Hi,
I am trying to run the chroma container just for testing our new C4140 comes with 4 x V100. I have installed CUDA 10.0 on the host machine as normal. But when trying to run that it failed:
$ mpirun -n 4 chroma -i ./test.ini.xml -geom 1 1 1 4 -ptxdb ./qdpdb
There is no device supporting CUDA.
There is no device supporting CUDA.
There is no device supporting CUDA.
There is no device supporting CUDA.
-------------------------------------------------------
Primary job terminated normally, but 1 process returned
a non-zero exit code. Per user-direction, the job has been aborted.
-------------------------------------------------------
--------------------------------------------------------------------------
mpirun detected that one or more processes exited with non-zero status, thus causing
the job to be terminated. The first process to do so was:
Process name: [[58320,1],0]
Exit code: 1
--------------------------------------------------------------------------
$ nvidia-smi
Thu Feb 28 14:38:45 2019
+-----------------------------------------------------------------------------+
| NVIDIA-SMI 410.48 Driver Version: 410.48 |
|-------------------------------+----------------------+----------------------+
| GPU Name Persistence-M| Bus-Id Disp.A | Volatile Uncorr.
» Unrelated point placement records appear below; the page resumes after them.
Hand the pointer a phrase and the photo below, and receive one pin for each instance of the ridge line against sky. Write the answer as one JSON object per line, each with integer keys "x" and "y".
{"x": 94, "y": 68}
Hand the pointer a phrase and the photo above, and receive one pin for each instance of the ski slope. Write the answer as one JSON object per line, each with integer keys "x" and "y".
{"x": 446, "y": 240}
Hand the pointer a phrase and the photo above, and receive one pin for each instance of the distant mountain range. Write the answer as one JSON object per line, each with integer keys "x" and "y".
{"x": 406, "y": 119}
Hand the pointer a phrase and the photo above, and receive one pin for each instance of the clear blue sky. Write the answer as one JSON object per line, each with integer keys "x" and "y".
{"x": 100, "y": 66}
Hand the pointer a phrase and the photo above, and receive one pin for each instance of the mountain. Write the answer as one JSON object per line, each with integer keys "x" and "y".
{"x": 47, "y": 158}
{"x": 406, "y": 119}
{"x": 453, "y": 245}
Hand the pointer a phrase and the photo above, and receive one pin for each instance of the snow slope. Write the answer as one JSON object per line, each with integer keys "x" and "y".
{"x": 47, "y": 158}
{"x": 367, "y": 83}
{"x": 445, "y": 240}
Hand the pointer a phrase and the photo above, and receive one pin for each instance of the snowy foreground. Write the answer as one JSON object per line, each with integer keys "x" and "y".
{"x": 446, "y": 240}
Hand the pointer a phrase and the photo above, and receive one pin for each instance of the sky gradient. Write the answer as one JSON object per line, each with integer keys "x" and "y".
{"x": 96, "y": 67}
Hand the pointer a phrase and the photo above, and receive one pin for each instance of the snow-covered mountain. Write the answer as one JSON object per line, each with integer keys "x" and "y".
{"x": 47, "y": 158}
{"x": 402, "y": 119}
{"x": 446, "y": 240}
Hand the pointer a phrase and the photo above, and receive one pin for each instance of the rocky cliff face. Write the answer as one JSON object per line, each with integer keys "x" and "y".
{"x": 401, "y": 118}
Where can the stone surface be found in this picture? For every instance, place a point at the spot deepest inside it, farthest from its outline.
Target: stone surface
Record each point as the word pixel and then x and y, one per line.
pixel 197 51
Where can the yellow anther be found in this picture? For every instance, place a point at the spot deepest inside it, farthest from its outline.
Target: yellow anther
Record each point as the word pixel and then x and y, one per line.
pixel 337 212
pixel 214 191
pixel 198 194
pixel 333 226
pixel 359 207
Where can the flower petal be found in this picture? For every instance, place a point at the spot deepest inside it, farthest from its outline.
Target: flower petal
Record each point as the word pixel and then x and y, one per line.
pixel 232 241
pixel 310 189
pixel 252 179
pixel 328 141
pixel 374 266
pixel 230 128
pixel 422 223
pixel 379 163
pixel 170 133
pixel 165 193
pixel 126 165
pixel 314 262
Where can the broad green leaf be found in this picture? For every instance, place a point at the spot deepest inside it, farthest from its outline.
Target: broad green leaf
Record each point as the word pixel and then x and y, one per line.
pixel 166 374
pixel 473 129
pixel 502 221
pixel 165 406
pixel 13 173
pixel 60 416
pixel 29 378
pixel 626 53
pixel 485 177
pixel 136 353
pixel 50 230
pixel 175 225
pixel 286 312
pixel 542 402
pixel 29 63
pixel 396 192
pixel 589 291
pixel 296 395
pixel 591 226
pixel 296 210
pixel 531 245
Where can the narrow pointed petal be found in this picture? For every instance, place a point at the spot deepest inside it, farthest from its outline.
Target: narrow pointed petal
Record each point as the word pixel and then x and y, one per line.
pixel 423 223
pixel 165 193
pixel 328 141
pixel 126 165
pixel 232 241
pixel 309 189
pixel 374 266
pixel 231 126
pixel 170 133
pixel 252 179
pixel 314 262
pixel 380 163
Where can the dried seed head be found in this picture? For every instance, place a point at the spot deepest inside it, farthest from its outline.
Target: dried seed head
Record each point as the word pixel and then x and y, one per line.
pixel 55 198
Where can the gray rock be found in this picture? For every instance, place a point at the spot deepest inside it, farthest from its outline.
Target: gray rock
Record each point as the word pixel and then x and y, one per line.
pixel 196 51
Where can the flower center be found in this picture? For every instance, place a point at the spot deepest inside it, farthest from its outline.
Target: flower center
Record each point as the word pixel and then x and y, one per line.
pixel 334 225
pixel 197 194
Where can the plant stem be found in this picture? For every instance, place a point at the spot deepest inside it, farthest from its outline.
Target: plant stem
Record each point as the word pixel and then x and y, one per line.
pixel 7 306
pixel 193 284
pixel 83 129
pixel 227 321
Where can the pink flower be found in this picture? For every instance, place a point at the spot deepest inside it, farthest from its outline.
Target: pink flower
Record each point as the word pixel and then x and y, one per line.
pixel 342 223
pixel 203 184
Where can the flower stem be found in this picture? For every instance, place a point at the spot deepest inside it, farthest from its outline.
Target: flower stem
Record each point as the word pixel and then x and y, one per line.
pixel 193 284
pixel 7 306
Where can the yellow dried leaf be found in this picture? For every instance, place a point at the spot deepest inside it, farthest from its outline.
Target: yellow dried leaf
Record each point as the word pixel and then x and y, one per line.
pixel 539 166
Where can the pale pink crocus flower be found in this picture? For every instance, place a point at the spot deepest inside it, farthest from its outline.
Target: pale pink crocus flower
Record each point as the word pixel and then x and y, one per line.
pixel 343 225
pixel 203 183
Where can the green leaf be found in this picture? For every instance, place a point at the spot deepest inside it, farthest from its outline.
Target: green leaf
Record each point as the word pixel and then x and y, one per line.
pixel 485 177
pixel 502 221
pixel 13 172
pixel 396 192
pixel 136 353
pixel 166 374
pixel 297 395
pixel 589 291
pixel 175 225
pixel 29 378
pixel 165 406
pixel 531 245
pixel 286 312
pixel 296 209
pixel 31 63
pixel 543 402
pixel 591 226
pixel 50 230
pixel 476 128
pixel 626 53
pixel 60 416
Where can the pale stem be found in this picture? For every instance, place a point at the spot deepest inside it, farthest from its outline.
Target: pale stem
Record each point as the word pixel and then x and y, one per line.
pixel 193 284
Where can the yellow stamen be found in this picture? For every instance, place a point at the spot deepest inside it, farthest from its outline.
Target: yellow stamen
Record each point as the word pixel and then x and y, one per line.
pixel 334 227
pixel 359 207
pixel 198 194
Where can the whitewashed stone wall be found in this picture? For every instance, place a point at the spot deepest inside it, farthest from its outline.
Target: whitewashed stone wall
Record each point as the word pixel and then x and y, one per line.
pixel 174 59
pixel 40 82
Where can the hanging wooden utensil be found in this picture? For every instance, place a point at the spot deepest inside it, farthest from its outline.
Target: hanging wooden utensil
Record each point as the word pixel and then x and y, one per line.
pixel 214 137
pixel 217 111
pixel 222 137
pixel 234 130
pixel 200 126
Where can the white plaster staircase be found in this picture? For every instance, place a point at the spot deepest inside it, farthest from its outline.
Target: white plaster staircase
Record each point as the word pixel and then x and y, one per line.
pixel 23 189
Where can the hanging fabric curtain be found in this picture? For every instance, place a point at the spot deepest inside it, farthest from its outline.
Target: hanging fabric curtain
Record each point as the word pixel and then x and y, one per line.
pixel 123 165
ECC |
| Fan Temp Perf Pwr:Usage/Cap| Memory-Usage | GPU-Util Compute M. |
|===============================+======================+======================|
| 0 Tesla V100-SXM2... Off | 00000000:1A:00.0 Off | 0 |
| N/A 37C P0 55W / 300W | 0MiB / 16130MiB | 0% Default |
+-------------------------------+----------------------+----------------------+
| 1 Tesla V100-SXM2... Off | 00000000:1C:00.0 Off | 0 |
| N/A 34C P0 53W / 300W | 0MiB / 16130MiB | 0% Default |
+-------------------------------+----------------------+----------------------+
| 2 Tesla V100-SXM2... Off | 00000000:1D:00.0 Off | 0 |
| N/A 33C P0 54W / 300W | 0MiB / 16130MiB | 0% Default |
+-------------------------------+----------------------+----------------------+
| 3 Tesla V100-SXM2... Off | 00000000:1E:00.0 Off | 0 |
| N/A 35C P0 55W / 300W | 0MiB / 16130MiB | 4% Default |
+-------------------------------+----------------------+----------------------+
+-----------------------------------------------------------------------------+
| Processes: GPU Memory |
| GPU PID Type Process name Usage |
|=============================================================================|
| No running processes found |
+-----------------------------------------------------------------------------+
$ nvcc --version
nvcc: NVIDIA (R) Cuda compiler driver
Copyright (c) 2005-2018 NVIDIA Corporation
Built on Sat_Aug_25_21:08:01_CDT_2018
Cuda compilation tools, release 10.0, V10.0.130
As you can see the container seems to be finding the devices OK. Any comment welcome.
Cheers,
Derrick